Spring Debutante

This year, there’s only one owlet at the Great Horned Owl household. Since the coming-out party, the family’s debutante is poised to become the star of the woods. Birding paparazzi converge and they’re not disappointed.

But first, a Where’s Waldo quiz for you. Can you spot mama and owlet on this tree:

Ok, blame it on my blurry pic. Mama’s on the top of the picture, baby at the bottom. Can’t see clearly? Here are some close-ups:

Mama is always nearby… the lower right of the photo gallery.

And this little one is a natural talent for the movie screen. Here are some photos for the audition portfolio:

CONSIDERING
DEMURE
SUSPICIOUS
Thank you… yes, this fluffy coat is very comfy… I like it too.

***

A walk in the woods in early spring

I need to specify early spring because we do have four seasons distinctly. And with each passing day, there are nuanced changes, if not the obvious. Last week we still had snow on the ground but yesterday it went up to 18C (64F), very warm for us at this time.

The Pond had melted, but for some reasons I didn’t see any ducks yesterday afternoon. A walk in the forest made up for it. The woods were teeming with life, birds chirping and Canada geese honking to mark their territory. Here are some of my sightings. Can you ID them all?

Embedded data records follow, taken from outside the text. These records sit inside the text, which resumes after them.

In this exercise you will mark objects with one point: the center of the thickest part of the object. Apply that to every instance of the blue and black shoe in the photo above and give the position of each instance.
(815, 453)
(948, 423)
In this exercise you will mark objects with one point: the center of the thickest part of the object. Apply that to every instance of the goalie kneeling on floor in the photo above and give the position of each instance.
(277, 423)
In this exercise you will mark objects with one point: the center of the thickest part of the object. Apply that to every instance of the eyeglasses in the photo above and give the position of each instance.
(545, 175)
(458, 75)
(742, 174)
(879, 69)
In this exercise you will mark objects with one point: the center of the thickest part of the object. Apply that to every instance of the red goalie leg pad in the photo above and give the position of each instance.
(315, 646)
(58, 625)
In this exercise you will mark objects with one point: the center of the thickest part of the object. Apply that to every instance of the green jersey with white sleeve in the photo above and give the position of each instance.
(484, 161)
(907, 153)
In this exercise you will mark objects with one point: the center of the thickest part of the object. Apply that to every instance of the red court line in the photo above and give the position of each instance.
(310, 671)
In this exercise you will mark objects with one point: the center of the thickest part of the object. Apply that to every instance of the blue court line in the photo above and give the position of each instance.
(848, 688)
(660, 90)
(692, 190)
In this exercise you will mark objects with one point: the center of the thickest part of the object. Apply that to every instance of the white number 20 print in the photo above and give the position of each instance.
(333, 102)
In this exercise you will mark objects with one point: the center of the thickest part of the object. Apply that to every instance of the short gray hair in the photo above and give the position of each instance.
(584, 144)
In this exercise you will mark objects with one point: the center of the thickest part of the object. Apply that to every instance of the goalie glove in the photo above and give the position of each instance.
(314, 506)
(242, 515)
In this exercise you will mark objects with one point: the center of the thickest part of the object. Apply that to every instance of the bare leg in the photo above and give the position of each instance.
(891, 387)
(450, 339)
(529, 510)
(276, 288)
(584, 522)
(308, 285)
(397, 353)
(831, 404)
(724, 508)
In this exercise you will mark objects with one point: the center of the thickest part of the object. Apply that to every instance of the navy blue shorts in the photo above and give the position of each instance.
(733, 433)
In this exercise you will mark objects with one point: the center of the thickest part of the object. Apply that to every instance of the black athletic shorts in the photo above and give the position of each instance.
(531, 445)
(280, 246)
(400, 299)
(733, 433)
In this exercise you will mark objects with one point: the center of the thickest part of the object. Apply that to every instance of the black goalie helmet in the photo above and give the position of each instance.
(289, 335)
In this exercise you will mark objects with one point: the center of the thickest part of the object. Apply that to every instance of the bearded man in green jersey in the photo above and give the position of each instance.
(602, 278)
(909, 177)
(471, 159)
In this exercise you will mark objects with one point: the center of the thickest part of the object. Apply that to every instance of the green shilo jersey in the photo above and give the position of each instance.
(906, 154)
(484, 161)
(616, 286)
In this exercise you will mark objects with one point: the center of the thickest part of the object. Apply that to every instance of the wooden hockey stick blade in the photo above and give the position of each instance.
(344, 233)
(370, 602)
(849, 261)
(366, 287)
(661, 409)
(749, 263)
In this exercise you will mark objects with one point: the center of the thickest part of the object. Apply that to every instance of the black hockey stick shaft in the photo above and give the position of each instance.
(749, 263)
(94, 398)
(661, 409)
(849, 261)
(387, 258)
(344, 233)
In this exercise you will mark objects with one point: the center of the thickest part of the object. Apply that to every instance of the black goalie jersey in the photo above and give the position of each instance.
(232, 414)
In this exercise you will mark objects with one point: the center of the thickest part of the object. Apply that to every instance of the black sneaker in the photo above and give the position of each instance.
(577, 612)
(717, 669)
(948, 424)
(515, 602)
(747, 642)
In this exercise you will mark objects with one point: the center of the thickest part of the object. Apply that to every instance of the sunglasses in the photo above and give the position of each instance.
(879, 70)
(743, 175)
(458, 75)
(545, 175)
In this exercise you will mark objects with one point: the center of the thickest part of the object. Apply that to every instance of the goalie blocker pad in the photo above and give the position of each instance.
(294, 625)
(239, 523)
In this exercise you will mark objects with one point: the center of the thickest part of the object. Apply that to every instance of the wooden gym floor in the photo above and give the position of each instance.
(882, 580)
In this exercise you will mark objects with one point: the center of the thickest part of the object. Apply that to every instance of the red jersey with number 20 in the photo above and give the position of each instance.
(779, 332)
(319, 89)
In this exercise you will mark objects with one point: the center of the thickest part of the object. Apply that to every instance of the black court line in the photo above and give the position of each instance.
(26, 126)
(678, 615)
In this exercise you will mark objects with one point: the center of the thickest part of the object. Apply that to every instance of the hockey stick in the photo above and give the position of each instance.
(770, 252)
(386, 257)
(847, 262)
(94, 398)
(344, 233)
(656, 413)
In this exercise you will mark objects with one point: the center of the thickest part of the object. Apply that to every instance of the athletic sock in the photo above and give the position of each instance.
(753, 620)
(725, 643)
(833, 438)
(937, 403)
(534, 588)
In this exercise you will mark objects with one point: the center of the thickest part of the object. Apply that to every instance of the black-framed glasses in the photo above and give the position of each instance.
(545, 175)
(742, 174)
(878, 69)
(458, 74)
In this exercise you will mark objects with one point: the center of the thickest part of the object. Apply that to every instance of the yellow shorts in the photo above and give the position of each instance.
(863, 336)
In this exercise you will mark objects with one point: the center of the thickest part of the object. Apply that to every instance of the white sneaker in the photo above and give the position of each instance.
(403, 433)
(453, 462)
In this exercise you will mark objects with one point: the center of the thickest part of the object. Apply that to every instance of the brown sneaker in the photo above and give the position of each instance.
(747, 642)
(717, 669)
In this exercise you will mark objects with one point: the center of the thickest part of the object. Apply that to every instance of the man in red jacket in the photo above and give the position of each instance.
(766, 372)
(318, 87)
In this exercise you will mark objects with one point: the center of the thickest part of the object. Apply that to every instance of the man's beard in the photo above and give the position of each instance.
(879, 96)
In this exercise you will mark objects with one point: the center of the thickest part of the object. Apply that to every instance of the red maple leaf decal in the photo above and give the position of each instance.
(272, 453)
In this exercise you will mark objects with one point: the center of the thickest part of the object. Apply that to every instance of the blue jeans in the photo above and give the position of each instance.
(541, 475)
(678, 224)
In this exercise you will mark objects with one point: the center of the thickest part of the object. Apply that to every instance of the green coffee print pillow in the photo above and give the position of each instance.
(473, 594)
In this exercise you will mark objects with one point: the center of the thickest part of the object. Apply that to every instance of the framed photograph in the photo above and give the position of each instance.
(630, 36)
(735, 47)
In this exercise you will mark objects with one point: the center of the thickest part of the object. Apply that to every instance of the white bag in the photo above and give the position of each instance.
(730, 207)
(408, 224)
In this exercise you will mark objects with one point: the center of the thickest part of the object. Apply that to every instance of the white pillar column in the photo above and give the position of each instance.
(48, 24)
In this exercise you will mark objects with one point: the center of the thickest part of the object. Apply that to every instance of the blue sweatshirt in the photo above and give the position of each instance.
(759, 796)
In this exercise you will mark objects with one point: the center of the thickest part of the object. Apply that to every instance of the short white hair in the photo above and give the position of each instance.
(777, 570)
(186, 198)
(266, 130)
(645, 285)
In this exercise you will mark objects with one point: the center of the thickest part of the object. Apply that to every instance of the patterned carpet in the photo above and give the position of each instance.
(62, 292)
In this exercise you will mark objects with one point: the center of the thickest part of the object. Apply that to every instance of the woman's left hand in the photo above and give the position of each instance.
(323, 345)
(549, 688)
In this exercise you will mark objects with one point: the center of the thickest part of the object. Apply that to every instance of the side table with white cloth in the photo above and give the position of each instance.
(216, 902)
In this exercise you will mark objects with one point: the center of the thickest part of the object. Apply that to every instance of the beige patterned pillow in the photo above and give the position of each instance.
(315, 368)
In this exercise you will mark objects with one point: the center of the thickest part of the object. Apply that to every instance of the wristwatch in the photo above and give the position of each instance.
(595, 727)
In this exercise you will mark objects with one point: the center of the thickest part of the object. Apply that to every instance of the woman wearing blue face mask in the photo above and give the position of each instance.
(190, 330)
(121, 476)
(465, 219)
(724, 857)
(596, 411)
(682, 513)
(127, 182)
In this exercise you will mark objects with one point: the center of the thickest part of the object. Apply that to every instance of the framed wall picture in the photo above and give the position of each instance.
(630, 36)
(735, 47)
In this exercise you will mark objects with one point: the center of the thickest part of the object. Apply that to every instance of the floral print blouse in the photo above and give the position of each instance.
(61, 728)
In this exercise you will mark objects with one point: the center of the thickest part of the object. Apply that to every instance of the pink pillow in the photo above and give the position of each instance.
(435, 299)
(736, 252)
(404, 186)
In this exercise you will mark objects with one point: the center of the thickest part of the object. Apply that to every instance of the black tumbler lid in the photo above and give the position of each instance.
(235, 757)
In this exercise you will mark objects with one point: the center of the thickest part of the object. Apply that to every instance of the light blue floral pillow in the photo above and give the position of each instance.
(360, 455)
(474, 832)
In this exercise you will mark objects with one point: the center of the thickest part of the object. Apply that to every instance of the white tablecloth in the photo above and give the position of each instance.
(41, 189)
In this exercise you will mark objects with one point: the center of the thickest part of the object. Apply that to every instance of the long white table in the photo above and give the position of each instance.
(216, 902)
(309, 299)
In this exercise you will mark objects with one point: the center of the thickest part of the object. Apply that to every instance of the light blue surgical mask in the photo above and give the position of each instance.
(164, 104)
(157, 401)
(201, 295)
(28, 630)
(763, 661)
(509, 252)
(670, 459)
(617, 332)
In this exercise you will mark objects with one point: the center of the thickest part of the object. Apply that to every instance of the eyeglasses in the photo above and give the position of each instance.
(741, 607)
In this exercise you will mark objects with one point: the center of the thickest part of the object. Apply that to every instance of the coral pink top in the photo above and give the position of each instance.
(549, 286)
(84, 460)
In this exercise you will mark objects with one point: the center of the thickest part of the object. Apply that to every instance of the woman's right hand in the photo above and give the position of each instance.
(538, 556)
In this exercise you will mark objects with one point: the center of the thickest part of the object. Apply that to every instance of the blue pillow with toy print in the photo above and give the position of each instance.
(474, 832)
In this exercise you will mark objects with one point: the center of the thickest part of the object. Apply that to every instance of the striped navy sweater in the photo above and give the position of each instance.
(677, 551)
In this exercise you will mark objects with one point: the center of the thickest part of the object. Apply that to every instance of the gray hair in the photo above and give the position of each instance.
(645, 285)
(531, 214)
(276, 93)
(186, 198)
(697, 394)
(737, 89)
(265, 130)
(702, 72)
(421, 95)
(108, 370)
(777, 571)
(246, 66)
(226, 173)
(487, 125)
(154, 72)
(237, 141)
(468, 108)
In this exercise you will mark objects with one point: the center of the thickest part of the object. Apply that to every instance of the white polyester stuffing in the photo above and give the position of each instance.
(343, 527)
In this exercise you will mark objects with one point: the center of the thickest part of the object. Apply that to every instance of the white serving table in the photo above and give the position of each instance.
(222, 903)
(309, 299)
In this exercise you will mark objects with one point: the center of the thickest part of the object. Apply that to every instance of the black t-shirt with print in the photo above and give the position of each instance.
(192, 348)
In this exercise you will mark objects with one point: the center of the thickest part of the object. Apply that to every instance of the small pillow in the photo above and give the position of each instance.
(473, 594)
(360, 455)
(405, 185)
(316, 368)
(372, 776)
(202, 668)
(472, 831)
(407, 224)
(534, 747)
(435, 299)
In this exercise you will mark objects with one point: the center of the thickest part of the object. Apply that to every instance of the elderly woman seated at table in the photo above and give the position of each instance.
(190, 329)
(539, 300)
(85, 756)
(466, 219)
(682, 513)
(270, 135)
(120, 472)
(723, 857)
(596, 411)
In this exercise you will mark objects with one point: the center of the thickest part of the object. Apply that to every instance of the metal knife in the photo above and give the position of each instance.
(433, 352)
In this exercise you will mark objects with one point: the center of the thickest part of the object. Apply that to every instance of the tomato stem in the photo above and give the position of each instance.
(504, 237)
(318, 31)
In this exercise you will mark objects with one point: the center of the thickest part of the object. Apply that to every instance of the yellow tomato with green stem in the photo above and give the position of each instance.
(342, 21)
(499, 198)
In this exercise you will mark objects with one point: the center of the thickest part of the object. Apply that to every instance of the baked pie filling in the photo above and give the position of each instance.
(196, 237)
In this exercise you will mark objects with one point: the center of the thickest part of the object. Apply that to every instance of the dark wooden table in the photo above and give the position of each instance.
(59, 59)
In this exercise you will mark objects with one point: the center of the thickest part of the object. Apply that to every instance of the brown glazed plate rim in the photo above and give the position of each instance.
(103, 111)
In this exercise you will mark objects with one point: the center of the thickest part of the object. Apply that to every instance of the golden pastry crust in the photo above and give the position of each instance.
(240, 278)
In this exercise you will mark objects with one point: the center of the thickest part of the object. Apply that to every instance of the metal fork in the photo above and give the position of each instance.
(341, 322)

What is that in the lower right? Yes, you guessed it… a porcupine up on a tree. This is not the first time I see a ball of a porcupine high on a tree branch. A natural ‘Do Not Disturb’ notice… as if saying, ‘just let me sleep it off.’

But here’s the highlight. I was walking in the woods when a few geese flew by flapping wildly and then I saw something not exactly like a Canada goose but… an owl, a Great Horned Owl, landing on the familiar owl’s nest high up on an old tree cavity, that same spot where generations of owls had nested to breed but had been abandoned in the past few years:

The air b&b is being occupied once again! Papa Owl checking to see the home is secure for Mama and her babies. Then he noticed me, and quickly gave me a nasty stare: ‘Whatcha looking at?’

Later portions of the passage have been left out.